As a longtime reader of your magazine and a daily meditator, I was distressed by the “Commit To Sit” practice section that appears in the Spring 2007 issue. I am certain that your intentions were good, but I believe that it is not helpful to present daily meditation as some sort of challenge as it inevitably leads one to the sense that meditation involves some sort of competition. If one fails to meet the guidelines outlined in this challenge, is that person a failure, or a second-rate meditator? The idea of this challenge is especially disconcerting in view of an article that I recently read by Sharon Salzberg in which she seemed to indicate that the most important thing for a person to do when seeking to establish a meditation practice is to simply keep at it. It would be extremely upsetting if beginning or prospective meditators stopped their practices simply because they were having difficulty in meeting the goals set forth in this article.

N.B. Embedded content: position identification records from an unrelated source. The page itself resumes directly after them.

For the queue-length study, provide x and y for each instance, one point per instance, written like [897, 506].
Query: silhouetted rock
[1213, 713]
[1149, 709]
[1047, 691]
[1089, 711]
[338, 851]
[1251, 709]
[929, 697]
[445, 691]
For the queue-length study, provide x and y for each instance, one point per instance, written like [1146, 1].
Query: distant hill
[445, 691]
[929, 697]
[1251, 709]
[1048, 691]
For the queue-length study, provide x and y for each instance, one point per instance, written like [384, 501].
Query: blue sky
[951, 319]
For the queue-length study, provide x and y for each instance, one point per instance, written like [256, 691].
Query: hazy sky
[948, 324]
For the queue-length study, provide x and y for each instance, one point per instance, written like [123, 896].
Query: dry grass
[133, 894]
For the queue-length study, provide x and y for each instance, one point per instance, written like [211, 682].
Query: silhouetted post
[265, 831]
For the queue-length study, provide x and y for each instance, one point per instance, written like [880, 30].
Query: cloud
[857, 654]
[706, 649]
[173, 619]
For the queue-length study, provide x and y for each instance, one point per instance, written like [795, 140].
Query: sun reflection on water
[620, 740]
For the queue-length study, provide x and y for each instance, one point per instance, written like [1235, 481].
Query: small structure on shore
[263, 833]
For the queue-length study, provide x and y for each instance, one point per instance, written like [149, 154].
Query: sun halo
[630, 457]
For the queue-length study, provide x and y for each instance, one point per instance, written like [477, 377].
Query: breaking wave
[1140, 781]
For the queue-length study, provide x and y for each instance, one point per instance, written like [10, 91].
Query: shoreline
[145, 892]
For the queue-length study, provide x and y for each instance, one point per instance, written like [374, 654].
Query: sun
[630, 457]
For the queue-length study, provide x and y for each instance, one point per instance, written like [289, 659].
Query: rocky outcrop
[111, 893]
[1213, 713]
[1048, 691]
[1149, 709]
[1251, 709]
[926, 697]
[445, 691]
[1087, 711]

We should honor and encourage whatever time commitment people can make to meditation and not discourage them. The helpfulness or correctness of meditative practice simply cannot be judged on the basis of time spent in meditation. It would be wise to remember the first time that we sat down to meditate and the time it took for even the most committed of us to make progress.

Neal Carter
Williamsville, Vermont

Tricycle responds:
Thank you for your letter. We hoped that framing the retreat as a challenge would be motivational and, like you, we were concerned that the word “challenge” might discourage some readers. To avoid this, we included these words of caution in the introduction: “Everyone will struggle to follow the program perfectly. Do not let missed meditation sessions or broken vows discourage you. Just return to the practice. As Sharon Salzberg often tells her students, it’s the coming back that deepens our practice.”